The windblown rain pelting El Rancho Pendejo woke both of us around 3 a.m., and conditions had improved only marginally several hours later, after a couple cups of mud and a light breakfast.
So I had a little more breakfast, and then a mug of tea. Next I wasted time in various time-tested, time-wasting ways. And finally a bit of blue cut through the gray and boom! Off I went, like a white-whiskered rat out of an aqueduct, for a not-very-quick 5K on the foothills trails.
Though the sun shone the Outside Hyperactive Currency Furnace’s PR people would not have made hay with me. My running garb was trés unhip by Boulder standards, light on iconic brands, the polar opposite of au courant.
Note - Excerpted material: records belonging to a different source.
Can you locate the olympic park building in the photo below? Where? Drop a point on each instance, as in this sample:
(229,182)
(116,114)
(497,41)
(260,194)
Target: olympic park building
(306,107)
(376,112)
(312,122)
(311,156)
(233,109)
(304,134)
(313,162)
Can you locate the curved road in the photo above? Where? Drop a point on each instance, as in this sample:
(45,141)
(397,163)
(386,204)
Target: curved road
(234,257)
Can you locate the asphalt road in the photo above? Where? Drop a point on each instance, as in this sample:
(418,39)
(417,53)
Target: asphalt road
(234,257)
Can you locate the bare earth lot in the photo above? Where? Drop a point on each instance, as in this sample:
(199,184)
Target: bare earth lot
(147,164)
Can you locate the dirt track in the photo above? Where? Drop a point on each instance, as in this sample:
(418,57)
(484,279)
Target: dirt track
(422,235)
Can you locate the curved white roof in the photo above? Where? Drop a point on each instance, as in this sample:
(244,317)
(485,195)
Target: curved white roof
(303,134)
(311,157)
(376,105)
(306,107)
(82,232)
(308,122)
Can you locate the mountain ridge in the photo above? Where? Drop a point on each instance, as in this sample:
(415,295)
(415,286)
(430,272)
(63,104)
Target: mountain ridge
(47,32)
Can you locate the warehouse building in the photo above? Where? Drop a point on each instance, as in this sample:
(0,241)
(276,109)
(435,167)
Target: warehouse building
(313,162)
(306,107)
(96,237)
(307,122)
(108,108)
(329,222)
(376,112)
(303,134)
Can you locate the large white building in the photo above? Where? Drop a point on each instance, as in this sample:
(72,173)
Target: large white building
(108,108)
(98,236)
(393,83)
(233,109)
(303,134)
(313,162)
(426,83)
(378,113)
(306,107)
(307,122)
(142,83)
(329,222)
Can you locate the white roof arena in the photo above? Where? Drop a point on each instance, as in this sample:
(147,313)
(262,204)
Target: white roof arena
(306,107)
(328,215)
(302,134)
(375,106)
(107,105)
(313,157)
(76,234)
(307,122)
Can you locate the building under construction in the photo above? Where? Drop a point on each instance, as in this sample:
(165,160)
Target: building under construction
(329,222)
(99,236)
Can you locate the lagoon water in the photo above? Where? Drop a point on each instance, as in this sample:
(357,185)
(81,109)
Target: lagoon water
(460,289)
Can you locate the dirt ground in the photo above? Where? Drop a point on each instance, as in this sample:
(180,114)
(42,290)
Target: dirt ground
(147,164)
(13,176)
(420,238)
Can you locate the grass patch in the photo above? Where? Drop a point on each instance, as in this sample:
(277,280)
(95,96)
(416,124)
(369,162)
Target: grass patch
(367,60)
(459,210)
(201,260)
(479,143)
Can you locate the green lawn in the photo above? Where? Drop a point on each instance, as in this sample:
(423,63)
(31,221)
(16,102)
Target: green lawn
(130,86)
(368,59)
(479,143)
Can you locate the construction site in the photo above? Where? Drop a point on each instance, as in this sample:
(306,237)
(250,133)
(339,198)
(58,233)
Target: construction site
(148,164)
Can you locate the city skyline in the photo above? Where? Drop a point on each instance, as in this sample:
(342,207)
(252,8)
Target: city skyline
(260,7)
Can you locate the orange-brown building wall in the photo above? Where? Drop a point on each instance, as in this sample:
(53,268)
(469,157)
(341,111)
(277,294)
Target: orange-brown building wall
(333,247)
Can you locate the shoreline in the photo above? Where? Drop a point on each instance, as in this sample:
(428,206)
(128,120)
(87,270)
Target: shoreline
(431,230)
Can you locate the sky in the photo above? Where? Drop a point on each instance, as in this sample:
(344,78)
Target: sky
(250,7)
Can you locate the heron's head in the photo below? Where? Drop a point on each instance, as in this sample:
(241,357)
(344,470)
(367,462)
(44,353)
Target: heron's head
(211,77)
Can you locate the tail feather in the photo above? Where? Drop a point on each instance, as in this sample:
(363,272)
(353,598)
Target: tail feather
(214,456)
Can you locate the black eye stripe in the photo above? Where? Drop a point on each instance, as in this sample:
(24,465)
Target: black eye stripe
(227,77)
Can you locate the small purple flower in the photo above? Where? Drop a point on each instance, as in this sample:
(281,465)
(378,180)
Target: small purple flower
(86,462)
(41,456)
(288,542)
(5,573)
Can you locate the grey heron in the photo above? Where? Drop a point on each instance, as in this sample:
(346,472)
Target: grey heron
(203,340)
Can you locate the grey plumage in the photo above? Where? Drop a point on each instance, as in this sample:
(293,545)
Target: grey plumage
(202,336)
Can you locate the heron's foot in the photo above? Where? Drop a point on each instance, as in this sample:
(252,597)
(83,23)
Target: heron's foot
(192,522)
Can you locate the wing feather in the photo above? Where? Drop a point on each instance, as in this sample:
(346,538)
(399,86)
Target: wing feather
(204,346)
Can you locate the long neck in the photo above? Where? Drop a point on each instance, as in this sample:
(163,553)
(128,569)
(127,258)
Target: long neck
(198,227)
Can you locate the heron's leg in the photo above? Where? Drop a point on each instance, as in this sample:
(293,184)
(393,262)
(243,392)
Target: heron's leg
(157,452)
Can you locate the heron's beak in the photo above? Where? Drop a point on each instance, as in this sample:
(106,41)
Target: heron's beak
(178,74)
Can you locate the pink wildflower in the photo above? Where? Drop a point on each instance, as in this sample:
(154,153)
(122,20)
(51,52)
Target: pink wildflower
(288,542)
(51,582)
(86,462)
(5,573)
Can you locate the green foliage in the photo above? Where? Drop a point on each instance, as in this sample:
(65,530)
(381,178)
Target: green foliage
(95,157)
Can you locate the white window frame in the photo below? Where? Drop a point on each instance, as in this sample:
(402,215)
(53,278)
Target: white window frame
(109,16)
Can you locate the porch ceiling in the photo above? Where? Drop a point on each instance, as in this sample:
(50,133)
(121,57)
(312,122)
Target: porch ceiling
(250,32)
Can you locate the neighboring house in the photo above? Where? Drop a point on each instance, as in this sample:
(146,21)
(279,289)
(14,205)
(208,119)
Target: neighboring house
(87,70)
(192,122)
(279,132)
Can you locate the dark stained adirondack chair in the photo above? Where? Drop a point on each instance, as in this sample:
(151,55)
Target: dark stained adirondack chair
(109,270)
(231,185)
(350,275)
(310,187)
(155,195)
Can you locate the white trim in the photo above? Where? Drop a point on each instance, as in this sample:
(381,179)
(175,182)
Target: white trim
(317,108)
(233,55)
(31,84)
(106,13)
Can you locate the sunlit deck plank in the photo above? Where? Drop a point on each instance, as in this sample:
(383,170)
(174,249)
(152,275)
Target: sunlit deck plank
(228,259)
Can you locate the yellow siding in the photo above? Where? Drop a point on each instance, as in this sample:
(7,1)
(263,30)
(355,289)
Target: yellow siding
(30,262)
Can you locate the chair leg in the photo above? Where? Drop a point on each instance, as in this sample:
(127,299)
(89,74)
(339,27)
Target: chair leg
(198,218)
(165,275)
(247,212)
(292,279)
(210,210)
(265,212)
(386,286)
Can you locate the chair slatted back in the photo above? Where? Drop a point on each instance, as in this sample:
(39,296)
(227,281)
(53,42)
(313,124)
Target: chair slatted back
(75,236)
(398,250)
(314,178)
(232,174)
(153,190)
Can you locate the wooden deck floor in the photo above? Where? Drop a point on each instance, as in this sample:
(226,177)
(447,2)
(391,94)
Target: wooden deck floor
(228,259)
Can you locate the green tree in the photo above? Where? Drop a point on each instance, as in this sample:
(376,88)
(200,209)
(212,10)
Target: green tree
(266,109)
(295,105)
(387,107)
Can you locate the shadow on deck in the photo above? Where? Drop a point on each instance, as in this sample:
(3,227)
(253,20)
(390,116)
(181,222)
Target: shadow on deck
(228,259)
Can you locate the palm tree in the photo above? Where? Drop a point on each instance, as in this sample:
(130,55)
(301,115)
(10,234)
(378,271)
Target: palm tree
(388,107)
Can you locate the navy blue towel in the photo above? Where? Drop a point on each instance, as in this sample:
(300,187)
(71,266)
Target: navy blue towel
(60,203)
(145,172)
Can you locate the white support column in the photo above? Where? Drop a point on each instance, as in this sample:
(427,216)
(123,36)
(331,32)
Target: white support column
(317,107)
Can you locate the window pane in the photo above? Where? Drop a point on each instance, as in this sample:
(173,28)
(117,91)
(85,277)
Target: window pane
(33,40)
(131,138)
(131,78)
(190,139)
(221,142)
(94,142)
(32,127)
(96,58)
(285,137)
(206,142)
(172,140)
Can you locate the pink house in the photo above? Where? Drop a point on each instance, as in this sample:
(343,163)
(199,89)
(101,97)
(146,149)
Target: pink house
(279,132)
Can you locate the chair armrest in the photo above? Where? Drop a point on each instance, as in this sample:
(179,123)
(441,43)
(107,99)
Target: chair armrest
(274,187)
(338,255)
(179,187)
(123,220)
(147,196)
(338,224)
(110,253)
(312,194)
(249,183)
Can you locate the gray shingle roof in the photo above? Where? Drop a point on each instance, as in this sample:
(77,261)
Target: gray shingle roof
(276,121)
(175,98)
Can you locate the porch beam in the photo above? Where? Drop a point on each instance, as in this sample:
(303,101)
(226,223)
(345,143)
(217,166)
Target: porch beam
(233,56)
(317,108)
There were the well-used Merrell Moab Flight ground-pounders. Ancient, saggy, and pilled Head shorts and tights. An equally elderly Hind base layer. Smartwool liner gloves. The Sugoi tuque. Some Rudy Project shades from three prescriptions ago because I’m too lazy to change lenses to match the lighting conditions.
Anyway, I’ve seen enough. Haven’t you?
The marquee bits were a 3-year-old pair of Darn Tough wool socks and a 6-year-old, fire-engine-red, long-sleeved Gore Power Thermo cycling jersey, which is only so-so for cold-weather cycling but does quite nicely as a running top in the 40s and slightly below. Its three pockets are perfect for stashing the iPhone and any bits of kit I might decide to remove or add en route.
That it makes me look like a cyclist who has mislaid his bike is of no consequence. Nobody asked you to look at me, especially Outside, which has a business to run, even if only into the ground. I don’t even look at me. From inside my head I look exactly like a young Davis Phinney, or perhaps Michael Creed. To preserve this fiction I shave in the dark without using a mirror and in public avert my eyes when passing any reflective surface.
I prefer not to be empowered; I am unplugged, possibly unhinged. Anyone building community may leave me outside the wire.
I run because I can. Because I like it. Because shoes are easier to clean than a bike.